Ginny was looking at her with a strange look on her face. As though trying to figure out if she really hated him.
“Hi?” Hermione asked. Ginny’s eyebrows flew up.
“What are you doing here Malfoy?”
“Experiment for Dumbledore.” She muttered the agreed upon excuse.
“I see. Listen, I do not know what you and Hermione have been up to, but something strange has been going on.”
“What? No there hasn’t!” Hermione whispered back.
“Mhm, I’m sure.” Ginny said.
Hermione turned to face the front of the class, and heard Lavender Brown whisper to Ginny.
“Why is Malfoy here? And where is Hermione? I was hoping she could help me.”
“Hermione’s dropped the subject. I think it was too hard for her.” Hermione’s back tensed, listening intently to what Ginny was saying.
“I mean, come on, I think that the pressure of being Head Girl finally got to her. I always knew that the stress of it would get to her, perhaps she isn’t as smart as she thinks she is.”

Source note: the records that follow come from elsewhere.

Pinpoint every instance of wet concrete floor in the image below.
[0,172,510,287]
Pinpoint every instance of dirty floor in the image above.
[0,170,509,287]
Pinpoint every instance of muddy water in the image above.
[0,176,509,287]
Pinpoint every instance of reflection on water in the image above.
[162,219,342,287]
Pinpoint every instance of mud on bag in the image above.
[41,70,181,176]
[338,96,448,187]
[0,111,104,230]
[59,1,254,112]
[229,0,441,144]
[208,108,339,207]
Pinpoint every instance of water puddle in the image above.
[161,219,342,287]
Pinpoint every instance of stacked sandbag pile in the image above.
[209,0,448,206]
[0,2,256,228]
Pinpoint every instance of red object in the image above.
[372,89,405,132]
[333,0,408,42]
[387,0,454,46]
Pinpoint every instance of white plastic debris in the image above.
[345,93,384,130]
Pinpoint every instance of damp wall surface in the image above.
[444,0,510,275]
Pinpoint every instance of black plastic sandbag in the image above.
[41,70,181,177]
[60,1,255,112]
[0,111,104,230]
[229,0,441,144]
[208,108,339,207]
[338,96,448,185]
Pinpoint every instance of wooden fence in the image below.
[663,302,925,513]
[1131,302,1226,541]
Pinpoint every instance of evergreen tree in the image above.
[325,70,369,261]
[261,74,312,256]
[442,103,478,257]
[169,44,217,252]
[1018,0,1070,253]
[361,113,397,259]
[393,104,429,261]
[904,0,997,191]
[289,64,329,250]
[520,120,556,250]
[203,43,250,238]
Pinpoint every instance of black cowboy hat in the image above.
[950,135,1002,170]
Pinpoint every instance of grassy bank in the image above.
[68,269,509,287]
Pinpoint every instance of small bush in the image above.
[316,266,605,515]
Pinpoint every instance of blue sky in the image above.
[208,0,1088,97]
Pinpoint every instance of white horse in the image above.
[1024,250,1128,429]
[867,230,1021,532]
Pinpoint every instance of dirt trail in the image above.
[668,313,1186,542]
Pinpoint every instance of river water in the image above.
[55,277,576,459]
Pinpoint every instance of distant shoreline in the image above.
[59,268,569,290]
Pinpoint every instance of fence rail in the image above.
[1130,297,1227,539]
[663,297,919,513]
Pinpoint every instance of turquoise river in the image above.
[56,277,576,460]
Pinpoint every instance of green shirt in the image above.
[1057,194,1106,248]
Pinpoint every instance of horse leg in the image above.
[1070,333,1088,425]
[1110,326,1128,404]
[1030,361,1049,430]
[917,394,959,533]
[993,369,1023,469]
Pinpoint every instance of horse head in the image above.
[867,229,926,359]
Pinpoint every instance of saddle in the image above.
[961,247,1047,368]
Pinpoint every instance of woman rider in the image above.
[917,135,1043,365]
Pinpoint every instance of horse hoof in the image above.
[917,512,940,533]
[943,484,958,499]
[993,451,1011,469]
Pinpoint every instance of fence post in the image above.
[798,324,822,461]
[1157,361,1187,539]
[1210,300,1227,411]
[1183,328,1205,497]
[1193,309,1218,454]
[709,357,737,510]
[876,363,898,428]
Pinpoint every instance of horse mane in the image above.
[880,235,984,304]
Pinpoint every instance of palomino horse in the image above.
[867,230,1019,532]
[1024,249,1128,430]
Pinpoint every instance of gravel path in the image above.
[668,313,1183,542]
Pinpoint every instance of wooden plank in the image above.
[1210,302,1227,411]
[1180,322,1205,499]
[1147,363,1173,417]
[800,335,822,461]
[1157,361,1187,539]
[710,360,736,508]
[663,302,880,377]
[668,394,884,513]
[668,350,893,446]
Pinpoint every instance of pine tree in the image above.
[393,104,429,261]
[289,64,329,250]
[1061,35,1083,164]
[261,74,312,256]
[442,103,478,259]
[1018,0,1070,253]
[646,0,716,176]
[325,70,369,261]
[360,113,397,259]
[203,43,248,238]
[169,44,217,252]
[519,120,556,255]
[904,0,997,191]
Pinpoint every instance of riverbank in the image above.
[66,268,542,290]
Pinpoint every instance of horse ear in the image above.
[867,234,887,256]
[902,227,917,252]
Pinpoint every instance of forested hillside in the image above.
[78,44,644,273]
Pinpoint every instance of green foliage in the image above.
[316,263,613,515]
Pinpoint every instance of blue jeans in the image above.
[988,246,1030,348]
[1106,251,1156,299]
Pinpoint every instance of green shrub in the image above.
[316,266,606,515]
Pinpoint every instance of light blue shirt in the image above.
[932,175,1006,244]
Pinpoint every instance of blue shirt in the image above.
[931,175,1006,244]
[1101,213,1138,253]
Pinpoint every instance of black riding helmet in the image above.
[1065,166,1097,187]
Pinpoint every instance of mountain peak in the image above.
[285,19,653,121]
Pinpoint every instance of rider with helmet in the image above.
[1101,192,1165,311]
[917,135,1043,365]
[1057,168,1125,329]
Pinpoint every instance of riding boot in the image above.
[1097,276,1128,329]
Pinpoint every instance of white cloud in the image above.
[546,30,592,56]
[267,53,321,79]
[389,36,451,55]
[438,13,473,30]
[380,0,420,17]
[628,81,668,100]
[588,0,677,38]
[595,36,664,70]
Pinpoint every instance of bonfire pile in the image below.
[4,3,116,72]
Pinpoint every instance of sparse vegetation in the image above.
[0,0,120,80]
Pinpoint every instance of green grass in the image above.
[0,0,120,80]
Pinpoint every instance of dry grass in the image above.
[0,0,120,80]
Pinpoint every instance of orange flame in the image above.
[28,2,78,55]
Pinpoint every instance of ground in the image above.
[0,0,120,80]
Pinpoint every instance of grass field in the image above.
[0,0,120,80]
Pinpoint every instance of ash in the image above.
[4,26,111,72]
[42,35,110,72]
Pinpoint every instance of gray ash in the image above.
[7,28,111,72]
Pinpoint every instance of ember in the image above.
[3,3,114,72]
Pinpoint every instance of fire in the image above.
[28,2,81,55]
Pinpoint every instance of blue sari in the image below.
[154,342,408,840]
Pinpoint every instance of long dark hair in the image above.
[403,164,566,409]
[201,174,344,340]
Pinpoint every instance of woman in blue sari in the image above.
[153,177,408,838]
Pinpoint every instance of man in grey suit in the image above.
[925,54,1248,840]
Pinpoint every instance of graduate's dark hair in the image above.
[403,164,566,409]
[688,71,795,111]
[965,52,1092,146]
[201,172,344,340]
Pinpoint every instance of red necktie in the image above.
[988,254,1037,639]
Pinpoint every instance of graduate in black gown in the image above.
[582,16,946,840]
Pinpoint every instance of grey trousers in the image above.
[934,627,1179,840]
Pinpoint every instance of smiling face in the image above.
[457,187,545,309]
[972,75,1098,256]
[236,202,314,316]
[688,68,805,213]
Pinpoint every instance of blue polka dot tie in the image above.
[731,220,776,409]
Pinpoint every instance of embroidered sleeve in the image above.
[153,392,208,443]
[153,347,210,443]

Hermione whipped around to face Ginny.
“Excuse me, what is your problem. I am-um-Hermione is perfectly smart enough to do this class and you know it Ginny!” She retorted before she could stop herself.
A sly smile came to Ginny’s face.
“Defending Hermione, are we Malfoy? And since when were you on first name basis with any of Hermione’s friends?”
Hermione could feel her heart pounding in her chest. Ginny knew, or else had a good idea. Ginny was bright, there was no doubt about that, and she was very good at getting information out of people. Hermione panicked at the look of satisfaction from Ginny.
“Listen closely, Malfoy, I know something is going on. Hermione is one of my best friends and I intend to find out what happened.”
Before Hermione could respond, Professor Vector walked from his office and began his lesson, Hermione was distracted.
***
“Oh my god, isn’t she ugly!” Pansy Parkinson shrieked across the room, pointing at Draco.
Draco wanted nothing more than to sink into his seat and disappear. He had been spending the last ten minutes of his class being abused by his fellow Slytherins. He couldn’t believe that Granger went through this all the time. After, what felt like, the millionth time he heard one of his classmates hiss “mudblood” at him he clenched his fist against his quill.
“And what on earth has she done with her hair! Finally realized that her hair is as horrible as everyone is saying? She must have finally washed it!”
Draco’s knuckled were turning white around the quill. He forced himself to ignore them, but it was becoming nearly impossible.
“You ok, Hermione?” Ron asked from next to him. Draco looked over at Ron and saw that the boy had a look of real concern covering his face.
“Fine.” Draco said quietly.
“You’re hair looks good, they’re just jealous.” Harry said, obviously attempting to make Draco feel better. Draco was shocked, he never really understood what it felt like to be Granger. It was horrible. No wonder she didn’t want to change her hair, it just gave everyone more ammunition.
“Is it always this bad?” He muttered to himself.
“What was that?” Ron asked.
“Nothing.”
“Hey, don’t worry about it. Parkinson is only horrible because she is such a fat cow.” Harry muttered.
“She isn’t fat.” Draco said back, not sure why he was defending Pansy.
“No, she isn’t” Harry, agreed, “but that doesn’t mean she isn’t a cow.” He said.
“Yeah, and she’s ugly too. She looks like a pit bull.”
“No I think that’s a pug, you know, those ugly little dogs with squished noses.”
Draco felt a smile creep to his face. Draco looked at the looks on Hermione’s friend’s faces. He finally understood what is was to have good true friends. As much as he hated the two boys he could understand why Granger liked them. They were very good at making a bad situation seem better.
After nearly an hour of, finally, figuring out how to ignore the Slytherins, Professor Snape excused the class. Draco stood up with the rest of his classmates, threw his heavy bookbag over his shoulder and followed Harry and Ron to his next class.